Tackling climate change and reducing emissions is central to a new bushfire readiness plan released by a group of former emergency leaders.
The 165 recommendations from the plan were developed with more than 150 experts and community leaders, in conjunction with Emergency Leaders for Climate Action.
Key recommendations from the plan include: more resources for fire and land management agencies to manage fuels, more large aerial firefighting capability and an Indigenous-led national cultural fire strategy.
It also focuses on making insurance more affordable so Australians can bounce back after natural disasters and setting up a national climate disaster fund paid through a fossil fuel producer levy.
But former Fire and Rescue NSW commissioner Greg Mullins says reducing emissions is key to limit warming and consequently wild weather and natural disasters.
"All of this will be for nothing in the long run if we don't start to dial down the temperature globally," he told AAP.
"It's a crisis, it's a climate emergency so we've got to take drastic measures."No more talk of rubbish like gas-fuelled recoveries, it's got to be renewables-led. No more fossil fuel projects at all and start to phase out fossil fuels."

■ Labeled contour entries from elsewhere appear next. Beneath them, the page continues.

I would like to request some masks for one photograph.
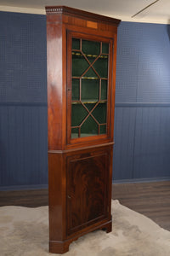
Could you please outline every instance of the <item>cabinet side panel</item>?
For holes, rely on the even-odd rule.
[[[48,153],[49,240],[62,241],[65,230],[65,168],[62,154]]]
[[[48,149],[62,147],[62,25],[47,21]]]

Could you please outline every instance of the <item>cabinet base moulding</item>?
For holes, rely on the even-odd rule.
[[[107,221],[106,223],[98,225],[97,227],[88,229],[87,231],[81,232],[81,234],[78,234],[76,236],[74,236],[71,238],[65,239],[65,241],[49,241],[49,253],[65,253],[69,251],[69,246],[70,244],[77,240],[79,237],[94,231],[102,230],[105,231],[106,233],[110,233],[112,230],[112,220]]]

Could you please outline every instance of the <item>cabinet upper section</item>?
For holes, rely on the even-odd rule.
[[[45,9],[46,9],[47,15],[54,15],[61,14],[65,16],[72,16],[74,18],[79,18],[79,19],[84,20],[84,25],[87,20],[88,24],[86,24],[86,25],[88,25],[88,26],[89,26],[89,27],[94,27],[94,28],[99,28],[99,27],[97,27],[97,26],[98,26],[97,24],[99,24],[99,23],[108,24],[108,25],[117,26],[121,21],[120,20],[117,20],[117,19],[113,19],[113,18],[100,15],[96,15],[94,13],[67,7],[67,6],[47,6]],[[51,18],[50,18],[51,21],[53,20],[53,18],[54,18],[54,17],[53,17],[51,15]],[[90,20],[94,21],[94,22],[97,22],[97,24],[95,24],[95,23],[93,24],[93,22],[90,23],[89,22]],[[62,21],[65,22],[65,23],[68,22],[67,19],[63,19]],[[71,21],[71,20],[69,21]]]
[[[48,150],[113,142],[120,20],[46,7]]]

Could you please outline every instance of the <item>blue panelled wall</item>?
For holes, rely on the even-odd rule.
[[[48,183],[44,15],[0,12],[0,188]]]
[[[0,189],[48,184],[45,15],[0,12]],[[118,28],[115,182],[170,178],[167,25]]]
[[[118,28],[115,181],[170,179],[170,25]]]

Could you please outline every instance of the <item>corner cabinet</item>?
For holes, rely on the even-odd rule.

Former NSW Fire and Rescue Commissioner Greg Mullins and other former emergency services chiefs were outspoken during last summer's bushfire crisis. Source: AAP
Mr Mullins says the group will meet with Emissions Reduction Minister Angus Taylor next month.
The former leaders were outspoken during last year's devastating fire season over the prime minister not meeting with them.
A royal commission has been launched over the deadly season, as well as a Senate inquiry into the government's response.
Inquiry chair and Labor senator Tim Ayres said his committee had received compelling evidence of the relationship between emissions, rising temperatures and the elevated bushfire risk.
"We were told the south coast of NSW faces another elevated risk this bushfire season ... particularly those areas not burned already," he told AAP.
"There was a cry for more support and help from the science community for more funding to deal with bushfire preparedness and mitigation."
The risks from more intense and longer bushfires went beyond the physical, he said.
He said there were also concerns about the withdrawal of mental health services from bushfire-hit areas as locums went back to Sydney due to the coronavirus pandemic.
"There must be a clear strategy so that everyone has access to the right services."